Sure, you could protect and nurture this misery, and we are all trained to do that to some degree. But, it has a purpose, it has a sense, and fighting the coping process leads to yet MORE misery.  And that, ladies and gentleman, grrls and nerds, is why writer’s block is not what it’s cracked up to be.

If you aren’t writing, that could mean there’s something you aren’t dealing with, and the best thing you can do is to get ass in chair, eyes OFF of the facebook and onto that scary blank surface that cries out to be marked with your life’s blood. Bleed on the page, and this too shall pass.  This is the basis for the standard advice.  Sadly, it’s not always applicable.

The worst thing is to just wait it out.  But you have to know yourself, because there could be other factors. So a certain degree of observation about your patterns and  stick-to-it-ness (oh so rare these days) is required to figure out the puzzle.

Sometimes, you have to go back to the brainstorming portion of your process and find that scrap of backstory that’s hiding from you.  More often than not (keeping in mind I speak of MY experience..) it’s also about YOUR past.  You listen to your characters through your own experience. If there is some part of your past you are avoiding or ignoring — for reasons, even good and sufficient– chances are that’s what’s standing in your way.

Sometimes, you have to read through your work in triplicate, to figure out what you have to see to move on with the story. Sometimes the characters aren’t just screaming in your head, but screaming through those words you put down months ago and forgot. Sometimes, it’s an old story that’s woken back up, and is trying to tell you something important. No, not speaking just for itself, but for a different story on the back burner.

Sometimes that message is just for you, and it brings you back to life after a long dark teatime. Perhaps it returns treasures from memories you’ve lost track of, or ignored. It unearths stuff you never dreamed would be important to anyone or anything yet are key to that next bit of prose, plot, or story.
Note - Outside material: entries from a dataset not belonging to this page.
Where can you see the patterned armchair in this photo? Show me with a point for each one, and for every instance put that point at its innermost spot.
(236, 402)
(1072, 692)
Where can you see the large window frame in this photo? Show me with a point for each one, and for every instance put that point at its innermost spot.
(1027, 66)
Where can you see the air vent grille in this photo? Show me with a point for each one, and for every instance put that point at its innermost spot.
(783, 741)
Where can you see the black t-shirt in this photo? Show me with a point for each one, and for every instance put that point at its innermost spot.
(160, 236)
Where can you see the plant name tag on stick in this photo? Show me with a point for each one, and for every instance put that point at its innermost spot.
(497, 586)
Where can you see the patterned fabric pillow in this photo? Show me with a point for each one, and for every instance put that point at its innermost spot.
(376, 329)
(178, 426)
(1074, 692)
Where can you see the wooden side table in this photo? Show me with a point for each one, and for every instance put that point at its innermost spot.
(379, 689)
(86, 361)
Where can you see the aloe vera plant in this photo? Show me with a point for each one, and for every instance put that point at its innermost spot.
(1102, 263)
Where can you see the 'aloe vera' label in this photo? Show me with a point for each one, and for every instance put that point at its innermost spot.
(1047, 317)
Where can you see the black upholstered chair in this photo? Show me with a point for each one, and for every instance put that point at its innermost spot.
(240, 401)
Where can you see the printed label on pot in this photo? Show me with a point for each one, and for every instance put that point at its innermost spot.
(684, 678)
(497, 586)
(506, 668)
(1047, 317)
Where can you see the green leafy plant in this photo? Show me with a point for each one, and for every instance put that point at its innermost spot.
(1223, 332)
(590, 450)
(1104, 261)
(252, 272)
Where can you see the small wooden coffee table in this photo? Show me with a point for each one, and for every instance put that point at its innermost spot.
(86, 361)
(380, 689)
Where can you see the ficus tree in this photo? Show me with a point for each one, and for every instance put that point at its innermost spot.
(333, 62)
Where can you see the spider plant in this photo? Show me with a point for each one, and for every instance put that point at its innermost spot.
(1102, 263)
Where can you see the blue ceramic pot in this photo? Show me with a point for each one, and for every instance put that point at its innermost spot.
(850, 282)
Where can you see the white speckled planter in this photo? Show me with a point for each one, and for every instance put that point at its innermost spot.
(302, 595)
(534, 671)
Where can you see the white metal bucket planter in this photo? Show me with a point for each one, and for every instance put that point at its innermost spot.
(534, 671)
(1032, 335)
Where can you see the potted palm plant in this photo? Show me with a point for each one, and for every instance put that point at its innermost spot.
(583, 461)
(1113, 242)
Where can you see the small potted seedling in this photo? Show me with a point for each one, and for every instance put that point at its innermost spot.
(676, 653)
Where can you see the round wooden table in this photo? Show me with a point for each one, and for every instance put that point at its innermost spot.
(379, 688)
Yet other times, it’s a sign that you have to get your ass OUT of the chair, and get your undead carcass outside. Maybe you need to see elephants. Maybe you need to do research about the business mores in Kazakhstan, or the armaments popular among the SS in WW II.  Maybe it’s about how alcoholics deal with unrequited love, or deep sea divers deal with the bends, or what a spaceship would really look like if it exploded– in space. First question, would it?  Aaaand, you are off to the races.

When I was a visual artist, I would get start feeling inadequate pretty quickly. Pretty much everybody was more talented than I was, and it was… just obvious. Sooner or later I’d complain about that, then withdraw into my own inactive stupidity.
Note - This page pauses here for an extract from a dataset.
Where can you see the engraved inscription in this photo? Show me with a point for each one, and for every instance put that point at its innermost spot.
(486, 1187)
That is when my best friend at the time would drag me kicking and screaming to the nearest art gallery for an opening of the most brazen, modern, and craptastic art he could find.  Because he knew that the moment I started spitting– ranting and raving about how not only could I do better, but a retarded five year old on crack could do better with half a crayon– chances are I’d beg off on our evening date and start working again. Sure, he’d be alone for the night, but I’d be alive, and he was sweet enough to care more about that than his own immediate comfort.

I’d like to say things have changed for me as a writer, but… not really. Except my set of inspirations are different. Handing me the worst book in history is just depressing, and doesn’t inspire me one bit.  It is good writing that inspires me.  I can’t hold a candle to it, but I HAVE to try. Otherwise that wacky cast of characters in my head will NEVER shut up, and I’ll just have to live with it. Misery to no purpose is the ultimate waste.  They want to live forever, after all, and the least I can do is try to make that happen.

Obviously, it may be different for you.  But don’t just try the first bunch of advice you come across. Go through the whole writing process and see where you need to be. Trust your gut, and don’t ever give up.

If there’s a log jam in the works, there’s a damn good reason.  It’s probably you, and there’s ample reason to look deeper until you find that reason. Keep in mind, sometimes it’s just the weather.